Talking too much particulars and specifics of the movie will actually destroy the experience of watching it and the hard work put in creating the various moments an accumulation of which actually completes the experience, will be lost. Softly nudging the story along is AR Rahman with his soulful numbers never ever appearing out of place and taking care never to intrude into the narrative and when it does with Pataka Guddi, Alia simply traces out the music with her fingers in the air. She even sings a lullaby with not a note lost.
There are many winners in this movie. Randeep Hooda, a wonderful actor who has been floundering for some time now trying to make a niche for himself has found his cut with this role. He performs it with the right amount of restraint never once going overboard or hamming to overwhelm his own character.

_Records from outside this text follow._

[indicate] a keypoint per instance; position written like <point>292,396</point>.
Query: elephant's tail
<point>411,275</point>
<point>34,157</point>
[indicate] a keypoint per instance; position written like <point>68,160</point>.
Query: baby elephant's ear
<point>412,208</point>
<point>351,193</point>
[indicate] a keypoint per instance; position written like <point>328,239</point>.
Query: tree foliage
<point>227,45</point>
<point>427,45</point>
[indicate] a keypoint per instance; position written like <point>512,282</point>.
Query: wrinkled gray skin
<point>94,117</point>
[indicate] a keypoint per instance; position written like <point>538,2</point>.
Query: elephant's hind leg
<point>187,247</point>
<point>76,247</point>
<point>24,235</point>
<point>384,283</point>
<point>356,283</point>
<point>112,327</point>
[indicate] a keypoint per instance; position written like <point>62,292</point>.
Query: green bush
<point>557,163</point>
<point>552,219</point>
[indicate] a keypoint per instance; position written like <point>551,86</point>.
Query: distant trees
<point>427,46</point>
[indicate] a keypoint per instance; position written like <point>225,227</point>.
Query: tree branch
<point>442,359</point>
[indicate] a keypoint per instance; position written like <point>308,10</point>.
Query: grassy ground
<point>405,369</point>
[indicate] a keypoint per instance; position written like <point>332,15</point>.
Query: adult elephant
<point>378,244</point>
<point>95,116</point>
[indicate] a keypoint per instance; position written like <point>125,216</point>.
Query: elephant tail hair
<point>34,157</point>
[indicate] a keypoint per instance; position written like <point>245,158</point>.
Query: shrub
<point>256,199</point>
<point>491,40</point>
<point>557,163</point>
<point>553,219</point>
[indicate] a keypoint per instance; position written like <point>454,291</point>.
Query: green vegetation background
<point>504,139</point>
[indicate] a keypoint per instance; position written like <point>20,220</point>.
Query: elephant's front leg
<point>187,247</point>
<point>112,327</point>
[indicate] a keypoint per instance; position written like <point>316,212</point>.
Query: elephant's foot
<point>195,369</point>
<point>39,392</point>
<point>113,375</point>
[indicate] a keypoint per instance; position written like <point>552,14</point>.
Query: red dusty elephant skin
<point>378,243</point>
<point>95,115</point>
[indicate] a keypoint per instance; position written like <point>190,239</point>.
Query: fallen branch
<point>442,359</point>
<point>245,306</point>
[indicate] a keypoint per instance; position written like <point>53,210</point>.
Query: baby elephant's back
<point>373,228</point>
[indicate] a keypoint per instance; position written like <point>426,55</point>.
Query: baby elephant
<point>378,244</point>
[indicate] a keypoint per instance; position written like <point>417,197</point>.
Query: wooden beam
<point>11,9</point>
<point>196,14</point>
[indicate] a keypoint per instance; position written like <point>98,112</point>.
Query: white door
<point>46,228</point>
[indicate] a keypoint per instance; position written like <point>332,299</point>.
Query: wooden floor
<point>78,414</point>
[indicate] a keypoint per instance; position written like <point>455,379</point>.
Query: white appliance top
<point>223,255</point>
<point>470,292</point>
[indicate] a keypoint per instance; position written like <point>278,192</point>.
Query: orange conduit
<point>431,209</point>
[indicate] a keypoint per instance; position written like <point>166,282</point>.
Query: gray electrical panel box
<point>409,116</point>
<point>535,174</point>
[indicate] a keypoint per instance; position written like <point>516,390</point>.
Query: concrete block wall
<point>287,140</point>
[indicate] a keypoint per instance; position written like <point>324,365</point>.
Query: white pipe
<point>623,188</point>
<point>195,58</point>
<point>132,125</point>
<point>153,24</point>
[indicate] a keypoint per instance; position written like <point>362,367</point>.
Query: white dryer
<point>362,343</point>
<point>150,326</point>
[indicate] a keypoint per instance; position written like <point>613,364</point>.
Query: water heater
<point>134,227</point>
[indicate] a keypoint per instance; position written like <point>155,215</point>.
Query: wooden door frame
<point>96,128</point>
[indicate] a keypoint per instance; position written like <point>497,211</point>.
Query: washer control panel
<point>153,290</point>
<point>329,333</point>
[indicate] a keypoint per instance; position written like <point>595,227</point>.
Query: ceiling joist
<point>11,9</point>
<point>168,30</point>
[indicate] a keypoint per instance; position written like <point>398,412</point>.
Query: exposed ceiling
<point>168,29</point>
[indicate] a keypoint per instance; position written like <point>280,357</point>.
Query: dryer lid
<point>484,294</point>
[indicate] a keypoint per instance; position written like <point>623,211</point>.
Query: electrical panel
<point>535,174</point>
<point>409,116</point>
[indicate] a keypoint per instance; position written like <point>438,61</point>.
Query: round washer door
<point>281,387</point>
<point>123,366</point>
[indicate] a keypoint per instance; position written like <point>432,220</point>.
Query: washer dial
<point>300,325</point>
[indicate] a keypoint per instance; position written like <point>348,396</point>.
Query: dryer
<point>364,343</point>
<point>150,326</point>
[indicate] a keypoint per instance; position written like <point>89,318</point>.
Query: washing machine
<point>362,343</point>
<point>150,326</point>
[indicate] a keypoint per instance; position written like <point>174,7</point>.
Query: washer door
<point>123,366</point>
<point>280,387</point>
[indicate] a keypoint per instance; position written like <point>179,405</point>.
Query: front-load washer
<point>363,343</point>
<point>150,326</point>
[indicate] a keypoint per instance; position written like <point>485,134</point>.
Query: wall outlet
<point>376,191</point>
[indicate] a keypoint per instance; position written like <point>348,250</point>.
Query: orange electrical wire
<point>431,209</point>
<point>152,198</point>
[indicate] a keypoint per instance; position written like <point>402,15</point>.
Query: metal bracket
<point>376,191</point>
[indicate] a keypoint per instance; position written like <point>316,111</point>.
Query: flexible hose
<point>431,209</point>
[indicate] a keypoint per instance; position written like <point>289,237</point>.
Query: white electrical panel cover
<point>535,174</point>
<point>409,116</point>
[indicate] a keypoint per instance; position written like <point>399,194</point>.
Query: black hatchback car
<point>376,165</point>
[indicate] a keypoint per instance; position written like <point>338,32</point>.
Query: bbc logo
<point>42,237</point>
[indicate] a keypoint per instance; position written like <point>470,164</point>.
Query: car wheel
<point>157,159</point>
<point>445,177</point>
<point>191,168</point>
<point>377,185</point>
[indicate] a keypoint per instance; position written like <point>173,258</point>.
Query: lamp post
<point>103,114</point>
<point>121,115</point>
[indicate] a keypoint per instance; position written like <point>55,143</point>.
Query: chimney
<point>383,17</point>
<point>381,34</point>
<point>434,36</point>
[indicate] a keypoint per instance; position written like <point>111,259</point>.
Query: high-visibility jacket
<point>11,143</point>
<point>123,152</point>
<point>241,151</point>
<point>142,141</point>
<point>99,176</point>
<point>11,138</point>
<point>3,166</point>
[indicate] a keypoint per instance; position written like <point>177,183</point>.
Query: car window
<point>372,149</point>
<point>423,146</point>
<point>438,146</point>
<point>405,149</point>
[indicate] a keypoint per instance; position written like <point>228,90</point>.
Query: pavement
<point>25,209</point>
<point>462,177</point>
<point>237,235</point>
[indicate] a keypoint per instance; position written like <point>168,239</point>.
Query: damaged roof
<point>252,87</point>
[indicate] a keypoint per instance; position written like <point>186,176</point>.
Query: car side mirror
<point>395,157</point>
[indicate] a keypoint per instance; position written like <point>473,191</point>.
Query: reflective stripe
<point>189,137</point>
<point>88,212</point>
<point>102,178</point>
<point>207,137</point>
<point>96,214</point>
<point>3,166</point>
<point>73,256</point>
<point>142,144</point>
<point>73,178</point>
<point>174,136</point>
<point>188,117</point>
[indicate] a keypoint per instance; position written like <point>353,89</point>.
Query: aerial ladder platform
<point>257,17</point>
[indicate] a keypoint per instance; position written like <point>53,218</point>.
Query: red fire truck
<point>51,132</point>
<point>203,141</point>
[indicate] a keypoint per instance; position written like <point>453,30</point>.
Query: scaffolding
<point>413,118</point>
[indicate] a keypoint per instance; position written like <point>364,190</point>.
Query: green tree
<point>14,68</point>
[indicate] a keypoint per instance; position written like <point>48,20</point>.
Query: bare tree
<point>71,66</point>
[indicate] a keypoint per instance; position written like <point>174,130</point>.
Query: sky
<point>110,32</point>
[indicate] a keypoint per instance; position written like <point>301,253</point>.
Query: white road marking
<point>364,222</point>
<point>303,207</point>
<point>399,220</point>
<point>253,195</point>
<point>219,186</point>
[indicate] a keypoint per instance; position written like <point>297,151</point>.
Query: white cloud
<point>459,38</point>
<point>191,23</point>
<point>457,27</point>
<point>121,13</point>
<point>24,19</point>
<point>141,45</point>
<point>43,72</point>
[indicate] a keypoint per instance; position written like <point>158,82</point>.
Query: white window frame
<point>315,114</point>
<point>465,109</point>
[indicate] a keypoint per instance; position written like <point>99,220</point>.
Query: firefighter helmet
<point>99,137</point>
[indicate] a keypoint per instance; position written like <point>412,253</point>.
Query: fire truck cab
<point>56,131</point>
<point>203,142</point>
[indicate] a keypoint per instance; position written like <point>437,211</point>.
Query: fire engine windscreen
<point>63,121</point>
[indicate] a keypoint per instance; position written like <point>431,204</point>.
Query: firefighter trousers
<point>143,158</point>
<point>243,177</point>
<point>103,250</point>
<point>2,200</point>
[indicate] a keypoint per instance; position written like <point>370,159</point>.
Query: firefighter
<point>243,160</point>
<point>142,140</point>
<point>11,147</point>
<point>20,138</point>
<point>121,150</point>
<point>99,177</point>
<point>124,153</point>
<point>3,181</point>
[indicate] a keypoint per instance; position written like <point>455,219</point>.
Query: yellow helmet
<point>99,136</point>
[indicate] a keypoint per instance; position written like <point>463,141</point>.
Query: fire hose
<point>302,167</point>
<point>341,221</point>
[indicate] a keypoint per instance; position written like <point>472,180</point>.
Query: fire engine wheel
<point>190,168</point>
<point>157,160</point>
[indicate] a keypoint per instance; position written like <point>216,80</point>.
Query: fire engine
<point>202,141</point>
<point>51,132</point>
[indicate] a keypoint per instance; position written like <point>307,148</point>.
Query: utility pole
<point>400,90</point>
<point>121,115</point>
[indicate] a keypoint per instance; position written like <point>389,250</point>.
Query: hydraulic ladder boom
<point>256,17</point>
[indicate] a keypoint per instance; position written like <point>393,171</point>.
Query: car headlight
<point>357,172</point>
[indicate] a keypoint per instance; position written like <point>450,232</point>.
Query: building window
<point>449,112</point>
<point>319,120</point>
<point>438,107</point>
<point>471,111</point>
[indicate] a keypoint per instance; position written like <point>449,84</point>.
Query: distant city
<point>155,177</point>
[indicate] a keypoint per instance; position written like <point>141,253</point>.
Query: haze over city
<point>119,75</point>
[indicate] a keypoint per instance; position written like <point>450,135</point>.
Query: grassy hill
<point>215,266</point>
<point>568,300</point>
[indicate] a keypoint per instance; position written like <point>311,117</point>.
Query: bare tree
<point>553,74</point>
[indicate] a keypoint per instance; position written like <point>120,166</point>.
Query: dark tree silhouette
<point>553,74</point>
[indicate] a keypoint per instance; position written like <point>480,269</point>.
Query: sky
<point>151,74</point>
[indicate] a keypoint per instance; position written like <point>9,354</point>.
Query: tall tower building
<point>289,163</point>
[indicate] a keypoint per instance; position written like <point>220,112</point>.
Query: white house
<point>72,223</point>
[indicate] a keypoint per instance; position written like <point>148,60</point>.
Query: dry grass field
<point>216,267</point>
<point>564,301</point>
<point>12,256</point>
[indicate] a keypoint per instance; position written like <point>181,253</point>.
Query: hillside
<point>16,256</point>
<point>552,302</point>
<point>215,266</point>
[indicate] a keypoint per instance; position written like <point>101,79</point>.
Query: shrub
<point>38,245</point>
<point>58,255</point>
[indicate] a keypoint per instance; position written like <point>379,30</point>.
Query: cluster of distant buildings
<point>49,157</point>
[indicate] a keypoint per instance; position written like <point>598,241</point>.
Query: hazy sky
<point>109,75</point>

Director Imtiaz Ali brings a lot of serenity with his very clear presence behind the camera. The editing is seamless aided by great photography except when camera shots on top of a truck giving the front and the back views are totally disconnected, the rear camera showing a well tarred road and the front one showing a narrow rough road. Obviously very bad editing at that point. Perhaps they thought no one would notice it but it jars!
There are wonderful real people all along the screen play and they live up to their individual roles with natural vigor creating memorable characters. Imtiaz merits each character in the story with an uniqueness that allows them to stand out on their own and make a mark in the few moments that they are on screen. Last seen only in Lagaan or Swades.
And as for the main female lead. Dare I say that this is the performance of the year? Perhaps in the last few years only Vidya Balan has come this close with her natural flair in Kahaani. Here we see a full throated performance from Alia who gives herself up to the director and his vision. This is one of the most spirited natural performances in recent times. Be ready to get choked in a final long gut wrenching climax carried on shoulders fully by the young girl. The signs of a star certainly.
Want to be surprised? Want to flush the bad experiences of some bad movies recently? Enter this Zen like audio visual experience. And you will not regret. So why not a full five star rating. Because the film is allowed to intentionally flag at some places making the narrative appear to be taking a pause. But this is highly debatable in terms of the impact they could have on the final output.It is the total sum of all the effects that complete the experience for the audience. It is difficult to believe that the movie has not been shot chronologically. So perfect is the transition from scene to scene. This is a craft difficult to create and easy to comment on. For today I will just applaud! Well done Imtiaz!